Technologies available for the induction of capillaries in bioengineered tissue. (A) A microfluidic system is used to introduce artificial capillaries (microchannels) within the tissues that are perfused with fluid. (B) A microfluidic system based on the creation of a scaffold that imitates a 3D microcirculatory structure. Vascular endothelial cells are seeded on the luminal side of the scaffold and perfusion culture is performed. (C) A whole organ is decellularized and vascular endothelial cells are seeded into the original vascular structure and subjected to perfusion culture so as to reproduce a circulatory system. (D) Engineered tissue is implanted onto well-vascularized host tissue to induce the growth of capillaries into the graft. The host tissue is supplied by blood vessels that are suitable for anastomosis onto other blood vessels, enabling later transplantation of the vascularized graft to the desired site.

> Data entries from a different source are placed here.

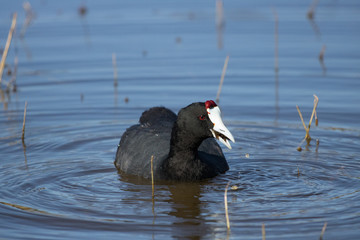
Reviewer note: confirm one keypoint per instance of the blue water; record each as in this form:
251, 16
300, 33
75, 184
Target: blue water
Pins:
62, 183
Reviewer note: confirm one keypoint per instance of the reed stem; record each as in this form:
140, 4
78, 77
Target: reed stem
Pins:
152, 176
7, 45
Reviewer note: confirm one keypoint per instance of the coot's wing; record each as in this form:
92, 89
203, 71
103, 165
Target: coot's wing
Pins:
149, 138
210, 152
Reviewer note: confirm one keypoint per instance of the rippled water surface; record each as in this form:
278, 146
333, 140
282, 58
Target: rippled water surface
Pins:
61, 183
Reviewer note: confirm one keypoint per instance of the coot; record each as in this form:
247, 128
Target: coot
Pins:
183, 146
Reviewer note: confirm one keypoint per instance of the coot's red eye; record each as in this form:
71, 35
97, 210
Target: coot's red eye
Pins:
202, 117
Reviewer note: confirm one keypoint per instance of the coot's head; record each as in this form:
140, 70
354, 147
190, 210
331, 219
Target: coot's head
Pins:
203, 120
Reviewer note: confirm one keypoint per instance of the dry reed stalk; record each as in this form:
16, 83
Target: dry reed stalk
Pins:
226, 207
263, 233
311, 12
115, 69
222, 79
23, 130
276, 36
7, 45
152, 175
307, 128
323, 231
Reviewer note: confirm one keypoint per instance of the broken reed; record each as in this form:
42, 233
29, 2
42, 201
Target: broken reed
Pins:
7, 45
307, 128
222, 79
276, 36
323, 231
226, 207
23, 130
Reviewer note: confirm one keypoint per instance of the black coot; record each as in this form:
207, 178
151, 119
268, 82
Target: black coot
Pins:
183, 146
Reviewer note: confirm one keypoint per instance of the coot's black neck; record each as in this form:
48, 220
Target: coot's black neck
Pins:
183, 162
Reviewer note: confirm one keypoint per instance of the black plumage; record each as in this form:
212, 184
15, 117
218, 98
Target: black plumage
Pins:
183, 146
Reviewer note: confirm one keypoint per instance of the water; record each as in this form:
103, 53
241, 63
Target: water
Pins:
62, 183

The schematic diagram was drawn with the graphic design software, Adobe Illustrator.

Figure 4

Construction of thick cardiac tissue grafts with blood vessels by the sequential implantation of multiple cardiomyocyte sheets containing vascular endothelial cells. (A) A three-layered cardiac cell sheet containing endothelial cells is transplanted onto a vascular bed. One day later, after a capillary network has formed in the cardiac tissue graft, a new three-layered cardiac cell sheet containing endothelial cells is transplanted on top of the original cardiac cell sheet. Thick myocardial tissue with a capillary network is constructed by repeating this procedure multiple times. (B) Fabrication of cardiac tissue suitable for ectopic transplantation. Three-layered cardiomyocyte sheets containing endothelial cells are repeatedly grafted onto existing large vessels in vivo to create pulsatile cardiac tissue supplied by an artery and vein. (C) A vascularized cardiac tissue graft is fabricated by the repeated implantation of three-layered cardiomyocyte sheets onto the femoral muscle of a rat. The cardiac tissue graft and accompanying femoral blood vessels are then excised and implanted into a region of the neck by anastomosis of the femoral blood vessels with neck vessels. Pulsation of the graft resumes immediately after vascular anastomosis. Reproduced with permission, Copyright 2006 Federation of American Societies for Experimental Biology. The schematic diagram was drawn with the graphic design software, Adobe Illustrator.

Figure 5

Tissue perfusion culture system and stacking of cell sheets on a vascular bed. The schematic diagram was drawn with the graphic design software, Adobe Illustrator.